Pin=Pout (Vin)2Rin=(Vout)2Rout (Vout)2(Vin)2=RoutRin Voltagestepupratio=(Vout)(Vin)=(RoutRin)=(50050)3.2

The impedance transformation ratio ‘steps up’ the incident noise voltage and signal to mitigate the effect of LNA additive noise. Without impedance transforming network 14, a standing wave ratio from a mismatched antenna may cause reflections of power back into the transmitter, which may cause heating in the transmitter and significant power loss.

By combining impedance transforming network 14 with the LNA, the source noise voltage is increased by a factor of 3.2 and the additive noise voltage contribution from the LNA is reduced, producing a lower NF. Conversely, the same NF as a traditional front end may be produced with an increased (3.2× greater) additive noise voltage—corresponding to reduced power, greater degenerative feedback or some combination of both. One potential drawback with this approach is that the input terminal voltage to the LNA has increased, causing the required signal handling to increase. However, in accordance with the present invention the degenerative feedback may now be increased for the same additive noise degradation, which increases the signal handling.

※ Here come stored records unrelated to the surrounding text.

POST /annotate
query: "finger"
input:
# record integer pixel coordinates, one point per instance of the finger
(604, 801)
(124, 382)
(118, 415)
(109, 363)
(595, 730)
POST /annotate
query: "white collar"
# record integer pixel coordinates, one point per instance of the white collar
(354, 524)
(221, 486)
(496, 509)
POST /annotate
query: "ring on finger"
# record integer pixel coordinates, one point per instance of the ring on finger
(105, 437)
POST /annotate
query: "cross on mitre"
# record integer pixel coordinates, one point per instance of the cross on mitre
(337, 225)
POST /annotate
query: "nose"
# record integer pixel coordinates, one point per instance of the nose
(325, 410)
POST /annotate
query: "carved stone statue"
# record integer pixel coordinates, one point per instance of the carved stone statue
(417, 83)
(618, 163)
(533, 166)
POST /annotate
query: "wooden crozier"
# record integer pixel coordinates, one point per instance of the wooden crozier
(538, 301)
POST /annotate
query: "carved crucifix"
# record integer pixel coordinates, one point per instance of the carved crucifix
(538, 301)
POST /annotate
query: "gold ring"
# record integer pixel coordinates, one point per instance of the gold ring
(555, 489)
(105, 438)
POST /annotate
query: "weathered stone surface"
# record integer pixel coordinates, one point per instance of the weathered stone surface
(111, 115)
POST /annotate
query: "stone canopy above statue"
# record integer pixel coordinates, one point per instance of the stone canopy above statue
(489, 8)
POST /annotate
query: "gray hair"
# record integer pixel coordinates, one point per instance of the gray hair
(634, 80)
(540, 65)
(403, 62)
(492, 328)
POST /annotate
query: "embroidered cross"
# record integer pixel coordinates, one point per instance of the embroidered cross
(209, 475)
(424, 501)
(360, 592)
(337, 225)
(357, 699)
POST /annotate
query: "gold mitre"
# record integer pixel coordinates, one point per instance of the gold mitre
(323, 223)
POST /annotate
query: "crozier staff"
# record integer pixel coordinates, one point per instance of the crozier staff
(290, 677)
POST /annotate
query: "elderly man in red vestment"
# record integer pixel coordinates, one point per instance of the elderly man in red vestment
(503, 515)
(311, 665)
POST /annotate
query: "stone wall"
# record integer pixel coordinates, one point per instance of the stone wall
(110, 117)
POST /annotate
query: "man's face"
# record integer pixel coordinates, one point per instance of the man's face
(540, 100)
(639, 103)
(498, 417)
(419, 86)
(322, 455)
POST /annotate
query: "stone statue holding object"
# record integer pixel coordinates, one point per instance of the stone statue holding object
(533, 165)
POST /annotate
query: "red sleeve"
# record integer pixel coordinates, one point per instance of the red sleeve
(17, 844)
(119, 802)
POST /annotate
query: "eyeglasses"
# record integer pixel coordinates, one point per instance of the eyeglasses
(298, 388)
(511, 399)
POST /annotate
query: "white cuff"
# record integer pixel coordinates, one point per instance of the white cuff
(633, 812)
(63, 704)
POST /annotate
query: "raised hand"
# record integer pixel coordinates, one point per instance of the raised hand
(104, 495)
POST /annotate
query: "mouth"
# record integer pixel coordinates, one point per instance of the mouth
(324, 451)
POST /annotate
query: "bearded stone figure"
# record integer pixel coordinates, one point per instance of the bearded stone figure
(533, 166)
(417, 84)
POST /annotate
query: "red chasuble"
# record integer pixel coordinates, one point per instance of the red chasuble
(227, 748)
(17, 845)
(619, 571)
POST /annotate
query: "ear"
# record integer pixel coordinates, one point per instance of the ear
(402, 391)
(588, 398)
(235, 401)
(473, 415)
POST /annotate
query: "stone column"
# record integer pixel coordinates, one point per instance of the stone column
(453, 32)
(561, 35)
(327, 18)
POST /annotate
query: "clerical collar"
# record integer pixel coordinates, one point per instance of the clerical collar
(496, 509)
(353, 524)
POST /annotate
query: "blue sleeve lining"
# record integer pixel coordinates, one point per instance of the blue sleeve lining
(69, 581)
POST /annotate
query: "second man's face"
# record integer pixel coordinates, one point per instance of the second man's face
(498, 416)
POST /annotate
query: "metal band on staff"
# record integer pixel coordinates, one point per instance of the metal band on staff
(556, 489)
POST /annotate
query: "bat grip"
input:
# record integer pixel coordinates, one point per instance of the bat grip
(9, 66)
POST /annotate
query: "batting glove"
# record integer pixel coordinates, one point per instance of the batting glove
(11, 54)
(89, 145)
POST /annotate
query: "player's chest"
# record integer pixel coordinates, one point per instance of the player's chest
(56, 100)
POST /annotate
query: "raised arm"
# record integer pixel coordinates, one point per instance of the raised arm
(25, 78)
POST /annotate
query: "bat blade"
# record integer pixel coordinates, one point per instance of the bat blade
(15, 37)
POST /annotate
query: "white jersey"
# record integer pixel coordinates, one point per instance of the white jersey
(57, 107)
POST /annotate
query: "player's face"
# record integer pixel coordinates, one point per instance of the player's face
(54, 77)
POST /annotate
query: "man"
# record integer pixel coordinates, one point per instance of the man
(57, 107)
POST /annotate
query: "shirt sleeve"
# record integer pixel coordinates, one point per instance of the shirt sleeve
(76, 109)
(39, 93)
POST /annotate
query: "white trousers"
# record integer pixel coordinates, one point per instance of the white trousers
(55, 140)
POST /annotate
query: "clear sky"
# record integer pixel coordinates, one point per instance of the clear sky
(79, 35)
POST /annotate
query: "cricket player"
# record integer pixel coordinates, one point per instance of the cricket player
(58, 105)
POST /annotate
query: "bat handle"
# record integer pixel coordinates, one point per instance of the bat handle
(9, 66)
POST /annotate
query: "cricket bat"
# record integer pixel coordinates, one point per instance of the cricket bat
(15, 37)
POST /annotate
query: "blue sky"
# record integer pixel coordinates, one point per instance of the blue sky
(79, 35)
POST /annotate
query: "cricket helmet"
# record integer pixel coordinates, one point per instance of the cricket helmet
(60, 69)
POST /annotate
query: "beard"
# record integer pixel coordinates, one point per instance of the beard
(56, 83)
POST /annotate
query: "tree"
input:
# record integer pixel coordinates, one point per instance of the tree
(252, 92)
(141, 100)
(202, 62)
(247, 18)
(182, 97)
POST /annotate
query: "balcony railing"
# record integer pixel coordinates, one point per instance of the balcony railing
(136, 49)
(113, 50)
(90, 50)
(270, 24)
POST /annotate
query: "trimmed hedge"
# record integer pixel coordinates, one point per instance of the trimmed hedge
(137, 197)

FIG. 3 illustrates simulation results for voltage transformation and return loss for the RF LNA and the impedance transforming network 14 transforming from 50 ohm to 1 Kohm at 500 MHz. The gain is denoted in the figure by the reference number 302. The return loss is denoted in the figure by the reference number 304, where return loss is a summation of all the reflected signal energy coming backward toward the end where it originated. Return loss varies with frequency for resistive loads and can be affected by discontinuities and impedance mismatches.

FIG. 4 illustrates simulation results for voltage transformation and return loss for the RF LNA and the impedance transforming network 14 transforming from 50 ohm to 1 Kohm at 1000 MHz. The gain is denoted in the figure by the reference number 402, while the insertion loss is denoted in the figure by the reference number 404. Insertion loss is the decrease in transmitted signal power resulting from the transmission line, usually expressed in decibels (dB). Line terminations reflect some of the power and play an important part in insertion loss.

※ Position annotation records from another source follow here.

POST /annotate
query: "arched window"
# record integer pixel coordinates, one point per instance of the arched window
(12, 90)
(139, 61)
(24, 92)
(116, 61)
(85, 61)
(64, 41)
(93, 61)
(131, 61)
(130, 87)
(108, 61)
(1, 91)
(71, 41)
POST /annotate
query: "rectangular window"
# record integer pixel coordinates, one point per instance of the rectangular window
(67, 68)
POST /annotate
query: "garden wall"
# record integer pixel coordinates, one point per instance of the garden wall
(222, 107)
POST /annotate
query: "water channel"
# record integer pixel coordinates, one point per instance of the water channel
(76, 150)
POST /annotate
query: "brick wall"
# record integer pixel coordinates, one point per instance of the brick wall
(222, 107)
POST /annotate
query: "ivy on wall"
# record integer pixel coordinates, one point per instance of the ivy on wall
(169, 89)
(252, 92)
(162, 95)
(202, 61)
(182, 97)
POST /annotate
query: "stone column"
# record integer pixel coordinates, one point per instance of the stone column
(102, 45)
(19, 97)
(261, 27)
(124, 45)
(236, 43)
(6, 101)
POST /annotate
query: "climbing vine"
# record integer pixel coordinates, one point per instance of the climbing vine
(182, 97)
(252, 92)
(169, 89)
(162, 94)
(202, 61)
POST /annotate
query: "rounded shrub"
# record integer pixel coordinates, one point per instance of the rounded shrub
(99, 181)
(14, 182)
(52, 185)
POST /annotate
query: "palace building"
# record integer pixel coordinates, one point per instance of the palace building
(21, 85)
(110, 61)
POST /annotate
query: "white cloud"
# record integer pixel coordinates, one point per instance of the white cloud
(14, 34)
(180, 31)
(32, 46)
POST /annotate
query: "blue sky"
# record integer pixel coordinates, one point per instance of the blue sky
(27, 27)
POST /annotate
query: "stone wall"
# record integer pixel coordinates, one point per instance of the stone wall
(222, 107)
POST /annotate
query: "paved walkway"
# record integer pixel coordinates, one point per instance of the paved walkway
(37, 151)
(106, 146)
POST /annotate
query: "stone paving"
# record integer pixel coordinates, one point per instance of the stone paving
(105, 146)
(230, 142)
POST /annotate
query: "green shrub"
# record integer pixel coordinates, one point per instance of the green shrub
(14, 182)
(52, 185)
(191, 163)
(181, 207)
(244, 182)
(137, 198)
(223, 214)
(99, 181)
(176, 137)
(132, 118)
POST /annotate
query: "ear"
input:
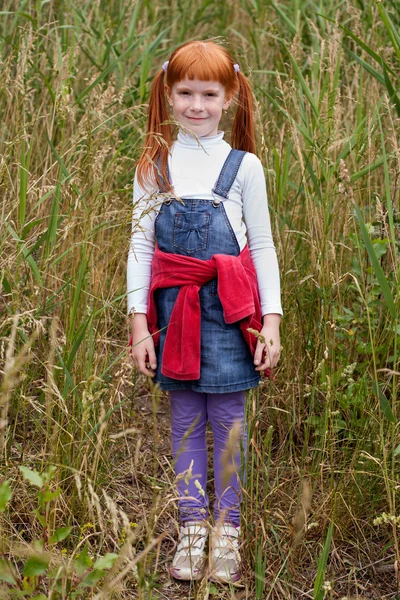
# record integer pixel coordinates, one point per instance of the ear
(228, 102)
(168, 94)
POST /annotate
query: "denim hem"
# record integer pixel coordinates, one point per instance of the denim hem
(210, 389)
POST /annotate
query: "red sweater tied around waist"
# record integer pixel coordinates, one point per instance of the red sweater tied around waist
(237, 291)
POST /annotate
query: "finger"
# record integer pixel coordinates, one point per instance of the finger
(270, 361)
(144, 367)
(152, 358)
(258, 353)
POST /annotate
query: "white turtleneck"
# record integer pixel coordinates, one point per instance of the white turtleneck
(194, 168)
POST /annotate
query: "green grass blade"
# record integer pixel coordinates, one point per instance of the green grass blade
(389, 205)
(367, 66)
(304, 86)
(26, 254)
(106, 71)
(380, 275)
(23, 182)
(319, 592)
(393, 97)
(384, 403)
(390, 28)
(291, 26)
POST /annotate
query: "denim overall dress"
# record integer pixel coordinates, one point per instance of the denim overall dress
(200, 229)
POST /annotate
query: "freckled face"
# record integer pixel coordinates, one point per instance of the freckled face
(198, 105)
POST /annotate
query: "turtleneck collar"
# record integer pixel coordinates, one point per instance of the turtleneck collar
(189, 141)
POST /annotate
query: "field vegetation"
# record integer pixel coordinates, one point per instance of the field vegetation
(87, 497)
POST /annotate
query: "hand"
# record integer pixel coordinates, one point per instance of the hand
(142, 352)
(267, 354)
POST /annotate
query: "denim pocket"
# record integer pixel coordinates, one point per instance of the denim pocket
(191, 231)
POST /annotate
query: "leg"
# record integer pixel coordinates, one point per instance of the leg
(188, 426)
(224, 410)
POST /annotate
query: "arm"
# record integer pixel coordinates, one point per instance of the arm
(262, 249)
(140, 255)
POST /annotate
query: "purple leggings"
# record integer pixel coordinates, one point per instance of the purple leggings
(190, 412)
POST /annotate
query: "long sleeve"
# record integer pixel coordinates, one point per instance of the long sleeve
(141, 248)
(259, 234)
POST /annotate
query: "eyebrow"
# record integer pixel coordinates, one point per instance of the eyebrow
(183, 87)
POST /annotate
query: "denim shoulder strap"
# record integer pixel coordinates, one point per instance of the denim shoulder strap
(163, 189)
(228, 173)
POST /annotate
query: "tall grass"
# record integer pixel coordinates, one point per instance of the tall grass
(320, 510)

Due to the limited antenna gain and requirements for selectivity filtering to attenuate co-existence signals, the desired channel signal strength received by wireless communications device 10 may be very low. In accordance with the present invention, impedance transforming network 14 provides a reactive transformation that may be tuned to the desired channel and provide a maximum voltage step up on the desired channel. The present invention also provides a decreasing (channel offset) step up ratio to undesired interfering signals, further providing a selectivity protection benefit to the undesired interfering signals.

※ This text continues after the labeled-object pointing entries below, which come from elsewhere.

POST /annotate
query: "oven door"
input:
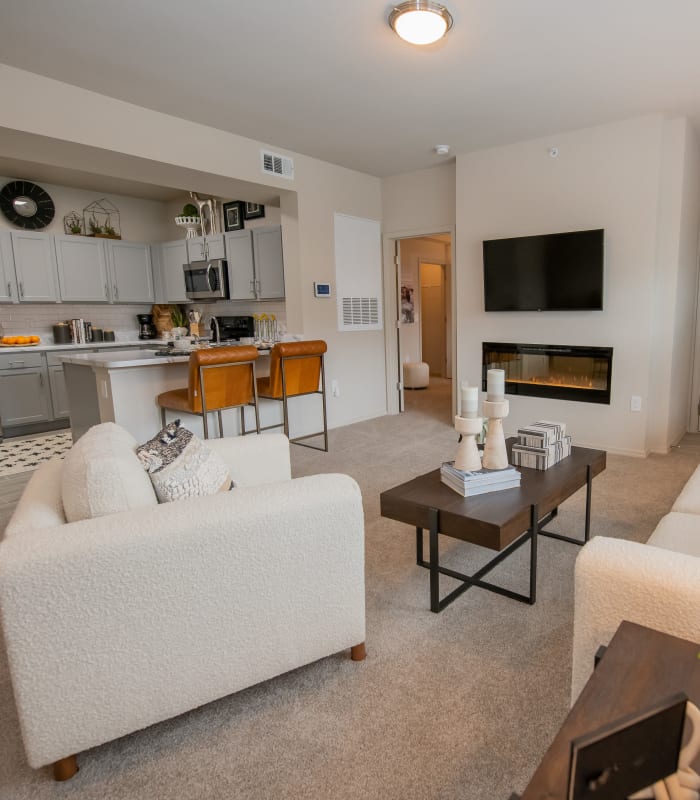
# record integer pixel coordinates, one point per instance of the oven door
(204, 280)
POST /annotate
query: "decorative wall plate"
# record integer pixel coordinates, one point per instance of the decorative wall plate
(26, 205)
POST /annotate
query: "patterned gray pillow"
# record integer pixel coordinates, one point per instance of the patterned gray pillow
(180, 465)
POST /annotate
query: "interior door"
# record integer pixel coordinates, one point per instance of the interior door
(433, 318)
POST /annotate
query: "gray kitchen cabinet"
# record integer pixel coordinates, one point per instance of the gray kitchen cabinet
(197, 251)
(24, 393)
(82, 269)
(241, 269)
(8, 282)
(172, 256)
(130, 273)
(35, 266)
(255, 263)
(269, 264)
(59, 395)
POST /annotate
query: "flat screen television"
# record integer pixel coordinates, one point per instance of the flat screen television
(553, 272)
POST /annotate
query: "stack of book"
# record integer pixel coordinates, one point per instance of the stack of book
(479, 481)
(541, 445)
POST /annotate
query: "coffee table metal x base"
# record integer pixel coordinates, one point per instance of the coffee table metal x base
(535, 529)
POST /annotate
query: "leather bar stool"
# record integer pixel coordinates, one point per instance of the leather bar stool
(296, 369)
(220, 378)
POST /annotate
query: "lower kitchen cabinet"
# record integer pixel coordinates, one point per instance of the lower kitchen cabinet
(24, 396)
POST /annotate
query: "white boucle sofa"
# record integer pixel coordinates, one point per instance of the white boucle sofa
(656, 584)
(115, 623)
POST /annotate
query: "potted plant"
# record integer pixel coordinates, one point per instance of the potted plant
(95, 229)
(179, 320)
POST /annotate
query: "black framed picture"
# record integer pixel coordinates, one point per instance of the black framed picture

By now it should be apparent that embodiments of the present invention provide tunable selectivity protection to help mitigate against co-existence blocking signals and undesired channel interference. By using the impedance transforming network, greater receiver sensitivity may be realized in Digital Video Broadcasting-Handheld (DVB-H) and Terrestrial-Digital Multimedia Broadcasting (T-DMB). DVB-H is a technical specification for bringing broadcast services to handheld receivers. T-DMB Digital Multimedia Broadcasting (DMB) is a digital radio transmission system for sending multimedia (radio, TV and data casting) on terrestrial and satellite radio frequency bands to mobile devices. Thus, wireless communications devices using the embodiments of the present invention may improve performance in coexistence environments at a lower power and application solution cost.

While certain features of the invention have been illustrated and described herein, many modifications, substitutions, changes, and equivalents will now occur to those skilled in the art. It is, therefore, to be understood that the appended claims are intended to cover all such modifications and changes as fall within the true spirit of the invention.